The popularity of Facebook needs no introduction. What once started as a small network in Harvard University has become one of the most powerful brands in the history of humanity. From remembering birthdays to catching up with old friends sharing your life’s happy and sad moments with them, Facebook has become the most preferred communication tool. Mark Zuckerberg would have seldom imagined that his brainchild developed in 2004 would rewrite the rules of the social media. It will not be wrong to divide social media into two categories – Facebook and others. But all that popularity and success has come at a cost. It has become a favorite hunting ground for the critics who are making a career out of ‘Facebook Criticism’.
Browse through the Internet and you will come across dozens of blogs that are published every day criticizing Facebook. These blogs carry the opinion of the ‘so called experts’ who find new ways to showcase the demerits of the numero uno social networking platform. From posts relating to the privacy issues to Facebook’s IPO failure there are times when the messiah’s orchestrate self-created propaganda against the social network, which boasts of 950 million plus users. Now this brings us to a key question, has Facebook’s success become its biggest curse? Why isn’t the same benchmark being applied to other social media websites?
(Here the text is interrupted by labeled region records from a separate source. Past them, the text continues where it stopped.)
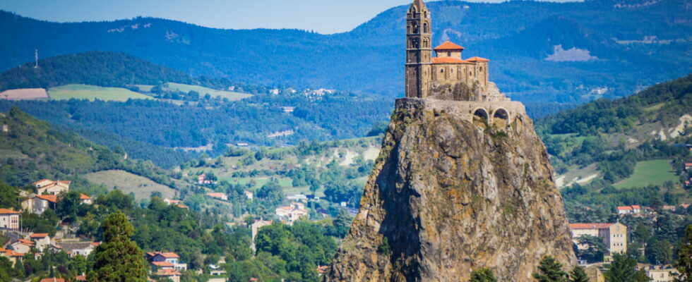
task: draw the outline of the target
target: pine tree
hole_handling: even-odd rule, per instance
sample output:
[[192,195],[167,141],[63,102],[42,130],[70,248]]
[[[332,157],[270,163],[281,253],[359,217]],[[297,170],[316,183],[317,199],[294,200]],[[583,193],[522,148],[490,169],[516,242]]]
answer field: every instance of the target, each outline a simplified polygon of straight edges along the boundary
[[492,269],[484,267],[471,272],[470,282],[497,282],[497,278],[493,275]]
[[678,262],[675,264],[678,269],[679,282],[692,282],[692,224],[685,228],[685,238],[678,247]]
[[539,272],[534,272],[533,277],[539,282],[566,282],[567,273],[562,270],[562,264],[551,256],[543,257],[538,266]]
[[125,214],[117,212],[103,222],[104,241],[94,254],[93,269],[88,280],[94,282],[144,282],[147,281],[144,255],[130,240],[134,235]]
[[589,282],[589,276],[581,266],[574,266],[569,273],[570,282]]

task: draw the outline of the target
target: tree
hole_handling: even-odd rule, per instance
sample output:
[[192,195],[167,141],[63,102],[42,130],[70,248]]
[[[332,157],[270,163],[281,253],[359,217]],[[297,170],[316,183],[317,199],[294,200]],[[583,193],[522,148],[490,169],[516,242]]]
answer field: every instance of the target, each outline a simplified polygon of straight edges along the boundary
[[589,262],[603,261],[603,255],[608,251],[603,238],[583,235],[577,238],[577,241],[579,245],[586,246],[585,249],[578,250],[578,257]]
[[538,270],[539,272],[533,273],[533,277],[539,282],[567,281],[567,273],[562,270],[562,264],[551,256],[543,257]]
[[678,269],[676,281],[692,281],[692,224],[685,228],[685,237],[678,247],[678,262],[675,264]]
[[93,255],[93,269],[88,280],[94,282],[144,282],[147,269],[144,255],[130,240],[134,228],[125,214],[117,212],[103,222],[103,243]]
[[605,272],[606,282],[647,282],[651,278],[644,269],[637,270],[637,262],[625,255],[616,253],[610,269]]
[[470,282],[497,282],[497,278],[493,275],[493,270],[487,267],[474,270],[471,272]]
[[589,276],[581,266],[574,266],[569,272],[570,282],[589,282]]

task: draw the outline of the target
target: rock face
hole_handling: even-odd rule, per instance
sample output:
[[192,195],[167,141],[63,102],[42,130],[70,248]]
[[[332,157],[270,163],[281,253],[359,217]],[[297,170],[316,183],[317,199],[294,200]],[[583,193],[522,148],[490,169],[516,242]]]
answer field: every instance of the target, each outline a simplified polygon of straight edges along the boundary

The issue of privacy has been blown out of proportions as the network has sufficient privacy mechanism using which the user can set their own privacy standards based on their convenience. The fact that many users fail to take advantages of these privacy features aren’t aware about such features, which is another story. The medium cannot be held accountable or guilty for someone’s misuse or abuse. There are stories on how privacy of individuals has been compromised and such stories always find importance on the internet and other forms of media – the reason, Facebook is popular and most and thus it makes news.
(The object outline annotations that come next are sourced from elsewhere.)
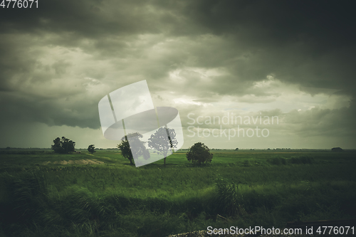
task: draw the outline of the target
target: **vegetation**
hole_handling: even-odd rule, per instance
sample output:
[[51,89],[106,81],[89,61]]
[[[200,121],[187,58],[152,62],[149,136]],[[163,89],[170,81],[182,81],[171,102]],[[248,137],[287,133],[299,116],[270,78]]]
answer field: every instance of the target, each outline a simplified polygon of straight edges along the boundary
[[135,157],[143,156],[145,159],[150,158],[150,152],[145,147],[145,142],[140,140],[142,137],[139,132],[129,133],[121,139],[121,143],[117,145],[121,154],[130,160],[130,164],[134,164]]
[[187,152],[187,159],[194,164],[201,164],[211,162],[213,154],[210,153],[210,149],[204,143],[197,142]]
[[331,151],[334,152],[342,152],[344,151],[344,149],[341,147],[334,147],[331,149]]
[[88,147],[88,151],[91,154],[93,154],[95,152],[95,146],[93,144],[89,145],[89,147]]
[[70,140],[65,137],[56,138],[53,140],[54,144],[51,146],[51,149],[56,152],[59,154],[68,154],[69,152],[74,152],[74,147],[75,142]]
[[177,144],[176,132],[174,129],[170,128],[160,127],[148,139],[148,146],[164,157],[164,166],[167,153],[172,152],[172,149],[177,148]]
[[[167,236],[356,217],[353,152],[217,150],[203,167],[187,151],[161,169],[132,167],[117,149],[0,150],[0,236]],[[105,164],[43,164],[92,158]]]

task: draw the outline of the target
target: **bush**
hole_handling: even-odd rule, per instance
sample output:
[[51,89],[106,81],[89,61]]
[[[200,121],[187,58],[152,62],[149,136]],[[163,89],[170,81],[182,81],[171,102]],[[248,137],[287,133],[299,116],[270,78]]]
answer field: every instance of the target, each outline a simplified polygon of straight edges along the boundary
[[52,145],[51,149],[56,153],[68,154],[69,152],[74,152],[75,142],[65,137],[62,137],[62,139],[59,137],[56,138],[53,140],[53,143],[54,144]]
[[206,145],[197,142],[190,147],[187,153],[187,159],[195,164],[210,163],[213,159],[213,154],[210,153],[210,149]]
[[287,159],[283,157],[273,157],[272,159],[268,159],[267,162],[275,165],[287,164]]

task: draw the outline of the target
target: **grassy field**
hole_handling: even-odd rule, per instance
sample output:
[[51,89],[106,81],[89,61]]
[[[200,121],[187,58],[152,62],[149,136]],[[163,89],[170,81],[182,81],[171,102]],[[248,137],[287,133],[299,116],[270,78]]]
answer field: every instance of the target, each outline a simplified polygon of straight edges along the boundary
[[[177,152],[166,167],[159,160],[136,168],[115,149],[3,149],[0,236],[167,236],[356,218],[355,152],[213,153],[210,165],[193,166]],[[53,164],[90,159],[104,164]]]

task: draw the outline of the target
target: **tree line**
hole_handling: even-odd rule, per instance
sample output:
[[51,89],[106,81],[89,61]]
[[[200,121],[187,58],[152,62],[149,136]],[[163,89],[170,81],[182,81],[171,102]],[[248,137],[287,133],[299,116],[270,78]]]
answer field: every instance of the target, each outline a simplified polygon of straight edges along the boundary
[[[164,166],[166,165],[166,158],[168,152],[177,148],[178,142],[176,138],[174,130],[160,127],[156,132],[151,135],[147,142],[140,140],[143,136],[139,132],[130,133],[122,137],[121,142],[117,144],[117,148],[120,149],[121,154],[124,158],[130,161],[130,164],[134,164],[134,157],[142,157],[145,159],[150,157],[150,151],[146,148],[145,143],[148,147],[154,150],[154,152],[162,154],[164,157]],[[57,137],[53,140],[51,149],[56,153],[68,154],[75,152],[75,142],[65,137]],[[88,151],[91,154],[95,152],[95,147],[90,144],[88,147]],[[210,149],[201,142],[197,142],[189,147],[186,154],[187,159],[194,164],[203,164],[211,162],[213,154],[210,152]]]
Perhaps, the perfect example of Facebook’s popularity working against it comes from its recent legal settlement with Electronic Frontier Foundation a so-called ‘non-profit’ organization, which is said to be working for user privacy. It raised issues about people under 18 being a part of Facebook’s sponsored stories and feeds. It is said that the NGO demanded 10 billion dollars from Zuckerberg and Co. for the protection of user’s privacy. Some say Facebook did make a lump sum payment.
Here again, Facebook’s success is being used against it in a vicious cycle where the social network breaks a privacy law in a rare case. All this is followed by a whistle blowing by critics and their lawyers who sue the company. Facebook in turn plays the critics and lawyers, but nothing to the users and this cycle continues. Such litigations against other social media sites are a rarity. Why aren’t such lawsuits and class actions being filed against other social networking sites? To put things simply, that will not make news!